The big banks had to present ‘living wills” as the media calls them, or Dodd-Frank Title II required resolution strategies. They amount to the big banks selling whatever crap they own in an emergency and dumping whatever remains of their firms on the FDIC. 

I examined the plans submitted to the Fed on October 30.  They aren’t long. The ones for JPM Chase and Goldman Sachs, for instance, tally 31 pages each, of which 30 pages discuss their businesses and just one page - resolution strategy.

The FDIC basically would get the toxic stuff unsellable by the ‘troubled’ bank and place it in a newly established ‘bridge bank’ before the ‘troubled’ bank finds another buyer or declares bankruptcy. Which is exactly what happened with IndyMac and other banks that were ‘taken over’ by the FDIC and then resold to private equity and other firms.

If all else fails, each firm would undergo bankruptcy proceedings, in an “orderly” manner and “with minimum systemic disruption” and “without losses to taxpayers.”  Or so the process is characterized by JPM Chase and the others.

Goldman Sachs also waited until page 31 of 31 to present its main resolution idea, consisting of  “recapitalizing our two major broker-dealers, one in the U.S. and one in the U.K., and several other material entities, through the forgiveness of intercompany indebtedness...” This amounts to massaging inter-company numbers if things go haywire.

But banks oozing eloquences like “orderly market” or ‘minimum-disruption” bankruptcy and the reality being so, are two different things.

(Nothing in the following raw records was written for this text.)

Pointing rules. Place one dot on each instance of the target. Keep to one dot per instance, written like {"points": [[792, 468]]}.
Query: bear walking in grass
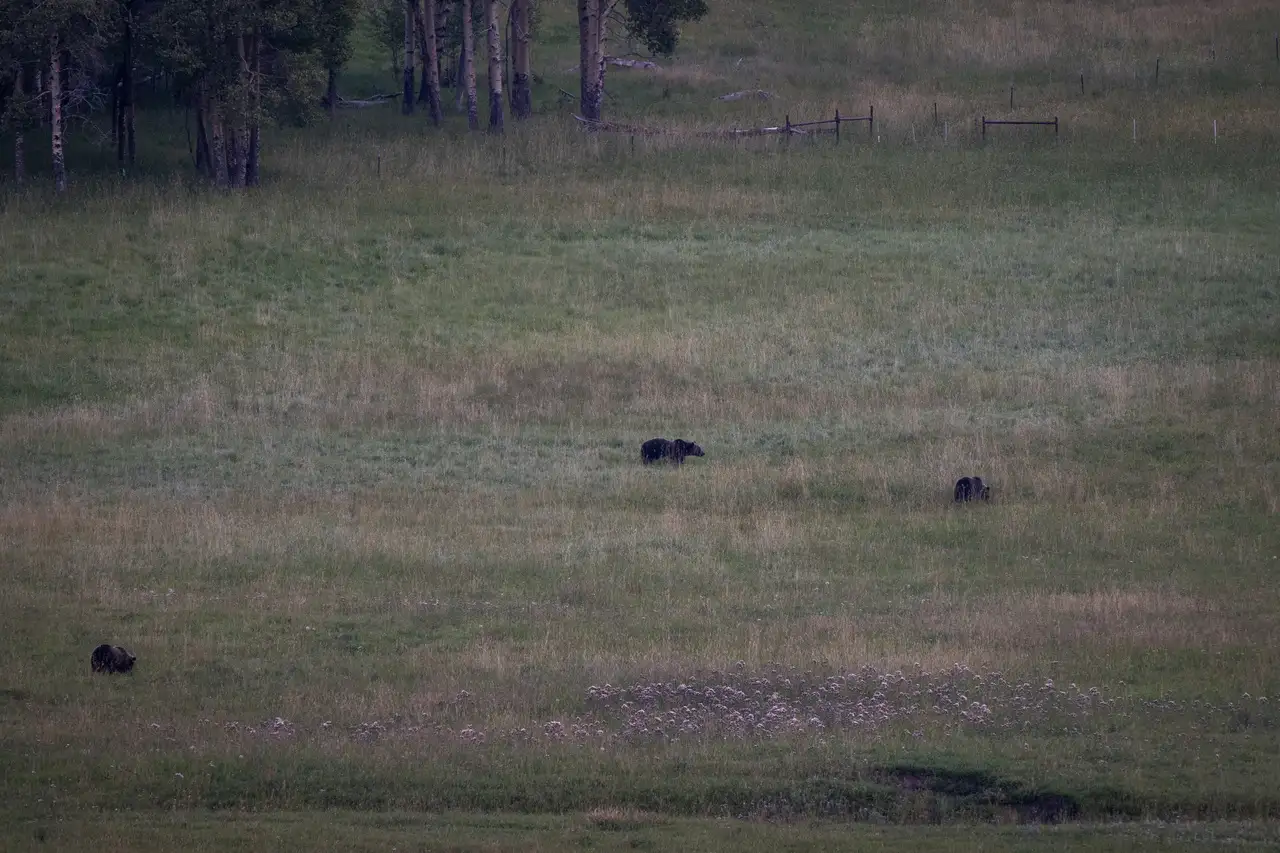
{"points": [[112, 658], [972, 488], [657, 450]]}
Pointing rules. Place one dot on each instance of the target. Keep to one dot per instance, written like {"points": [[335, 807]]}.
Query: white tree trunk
{"points": [[55, 114], [494, 31], [469, 67]]}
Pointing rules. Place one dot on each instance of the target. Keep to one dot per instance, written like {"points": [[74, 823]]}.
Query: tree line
{"points": [[243, 64]]}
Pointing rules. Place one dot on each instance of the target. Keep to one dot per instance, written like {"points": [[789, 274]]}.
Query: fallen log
{"points": [[759, 94]]}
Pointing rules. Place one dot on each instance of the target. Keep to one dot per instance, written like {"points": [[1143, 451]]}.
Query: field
{"points": [[352, 463]]}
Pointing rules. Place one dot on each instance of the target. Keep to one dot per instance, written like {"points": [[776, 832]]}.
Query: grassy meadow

Lehman Brothers tried most of these methods and still catalyzed a widespread economic meltdown. Bear Stearns didn’t declare bankruptcy, but the Fed and Treasury still conspired to guarantee its assets in a sale to JPM Chase. Technically, politicians and bankers argued no taxpayer money was used in that scenario because the guarantee wasn’t part of the TARP funds, but it was a government guarantee all the same so the distinctions amounts to splitting political hairs.

There is simply NOTHING NEW in these plans, no safety shield for the world. The problem remains that the FDIC can’t handle a systemic banking collapse, which is a threat that the Big Six banks, in all their insured-deposit-holding-glory still pose.

If all of the banks implode on the back of still existing co-dependent chains of derivatives or toxic assets or whatever the next calamity delivers, even if the Treasury Department doesn’t get Congress to pony up funds to purchase preferred shares in the big banks, and even if the FDIC creates bridge banks to take over trillions of dollars of bad assets - which it can’t afford to do, the Fed would simply enter QE-Turbo Mode.

It doesn’t matter if bankers and politicians don’t consider this a ‘taxpayer-backed’ bailout as per the lofty aspirations of a tepid Dodd-Frank Act. Because whatever subsidies are offered in that case, we will all still be screwed, and we will all pay in some manner. The Fed’s balance sheet and Treasury debt would bloat further. The cycle would continue.